In stage center, Spangler has erected a wall of transparent, mirrored cubes. Occasionally, we see behind this wall to scenes set in the past or in the spiritual world. Spangler seems to be saying that these realms always inform the present and occasionally intrude upon it.

It is beautiful and evocative, but unyielding; the play offers more comfort than this set supplies. I longed for an occasional fringed drape or overstuffed chair, something to soften and cushion the hard and gleaming surfaces of this world.

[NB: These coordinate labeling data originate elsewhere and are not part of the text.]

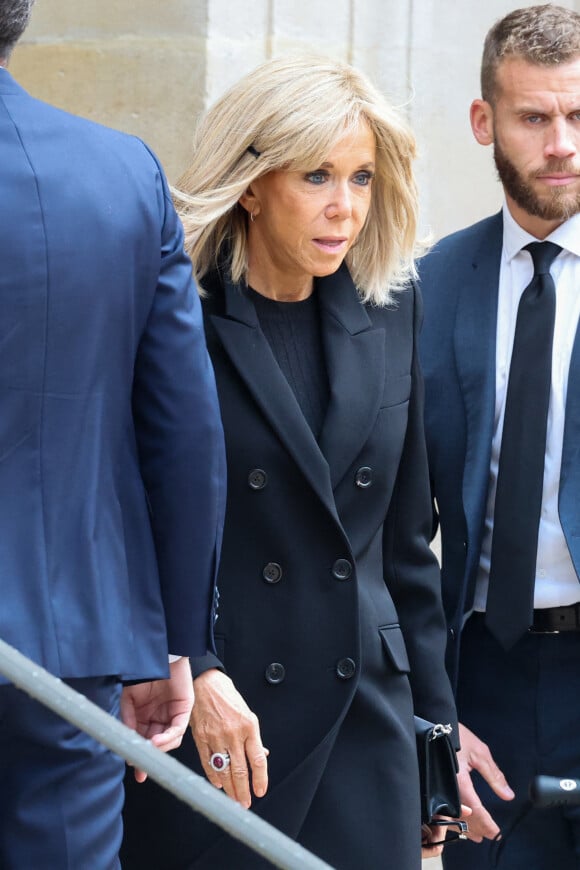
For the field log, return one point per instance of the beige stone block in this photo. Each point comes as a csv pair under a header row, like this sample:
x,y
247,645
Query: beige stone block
x,y
82,19
151,88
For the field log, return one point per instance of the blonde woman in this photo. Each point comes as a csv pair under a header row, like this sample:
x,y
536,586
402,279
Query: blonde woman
x,y
299,210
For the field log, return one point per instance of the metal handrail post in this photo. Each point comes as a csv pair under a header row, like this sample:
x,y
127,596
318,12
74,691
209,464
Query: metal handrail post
x,y
186,785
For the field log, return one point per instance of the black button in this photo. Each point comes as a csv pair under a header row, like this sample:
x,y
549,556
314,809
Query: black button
x,y
342,569
345,669
275,673
257,478
364,477
272,572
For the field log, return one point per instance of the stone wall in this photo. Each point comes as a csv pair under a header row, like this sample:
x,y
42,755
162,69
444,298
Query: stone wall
x,y
150,67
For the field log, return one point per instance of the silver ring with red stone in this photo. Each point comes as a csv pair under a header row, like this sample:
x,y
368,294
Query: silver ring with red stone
x,y
219,761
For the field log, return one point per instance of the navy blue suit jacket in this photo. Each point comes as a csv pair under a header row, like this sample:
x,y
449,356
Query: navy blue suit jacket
x,y
111,452
459,282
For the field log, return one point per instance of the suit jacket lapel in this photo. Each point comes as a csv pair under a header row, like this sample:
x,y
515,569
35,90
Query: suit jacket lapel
x,y
251,355
570,471
355,359
475,349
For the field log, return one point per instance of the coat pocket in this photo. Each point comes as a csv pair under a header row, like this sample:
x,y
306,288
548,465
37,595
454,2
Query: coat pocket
x,y
394,646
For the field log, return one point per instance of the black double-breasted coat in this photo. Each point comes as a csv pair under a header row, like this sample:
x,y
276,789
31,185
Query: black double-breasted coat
x,y
330,622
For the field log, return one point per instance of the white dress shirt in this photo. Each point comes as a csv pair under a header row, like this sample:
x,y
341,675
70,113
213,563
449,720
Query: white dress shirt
x,y
556,580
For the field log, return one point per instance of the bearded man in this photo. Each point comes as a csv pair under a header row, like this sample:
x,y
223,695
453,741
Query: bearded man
x,y
501,357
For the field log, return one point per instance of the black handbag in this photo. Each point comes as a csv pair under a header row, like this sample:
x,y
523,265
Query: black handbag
x,y
438,771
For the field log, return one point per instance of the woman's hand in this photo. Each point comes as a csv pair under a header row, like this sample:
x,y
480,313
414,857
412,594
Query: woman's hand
x,y
221,721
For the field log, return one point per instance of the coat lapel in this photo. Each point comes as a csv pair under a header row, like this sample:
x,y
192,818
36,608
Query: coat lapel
x,y
252,357
355,359
475,350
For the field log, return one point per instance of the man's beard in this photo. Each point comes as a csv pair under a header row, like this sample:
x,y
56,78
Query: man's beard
x,y
557,204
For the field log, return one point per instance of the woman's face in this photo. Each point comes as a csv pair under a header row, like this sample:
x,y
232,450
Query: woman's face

But if the set lacks warmth, the performances provide it. The second great theme of The Winter's Tale is forgiveness; if it's a stretch to believe that a statue can come to life, perhaps it is best understood as a metaphor. Many a wronged wife has become stone for 16 years, only to reanimate after a long and sincere repentance. Lise Bruneau gives Hermione the heat - in all senses of the word - that her character requires.

Tana Hicken is a Baltimore treasure. As Paulina, the only member of the court strong enough to stand up to Leontes, Hicken is a concentrated flame of a woman. Her voice wobbles and flickers with unrelenting rage, a rage that purifies and eventually heals Leontes.

And just when all the angst is getting a bit much, David Sabin and Patrick Ellison Shea (as Perdita's adopted father and brother) and Donald Corren (as the thief and trickster Autolycus) turn in nimble comic performances.

It's significant, perhaps, that the play's "message" is delivered not by courtiers, but by clowns. In a small scene just before intermission, a bear (cannily envisioned as half-human, half-beast) mauls an innocent man, and the attack is described in gruesome, graphic detail by the shepherd's son. Meanwhile, a few yards away, the Old Shepherd discovers the abandoned infant and begins cooing to her.

Life and death, sorrow and joy are side by side and inextricable.

The Winter's Tale

Where the Shakespeare Theatre, 450 Seventh St. N.W., Washington.

When: 7:30 p.m. Tuesdays, Wednesdays; 8 p.m. Thursdays, Fridays; 2 p.m., 8 p.m. Saturdays; 2 p.m., 7:30 p.m. Sundays. Through Oct. 20.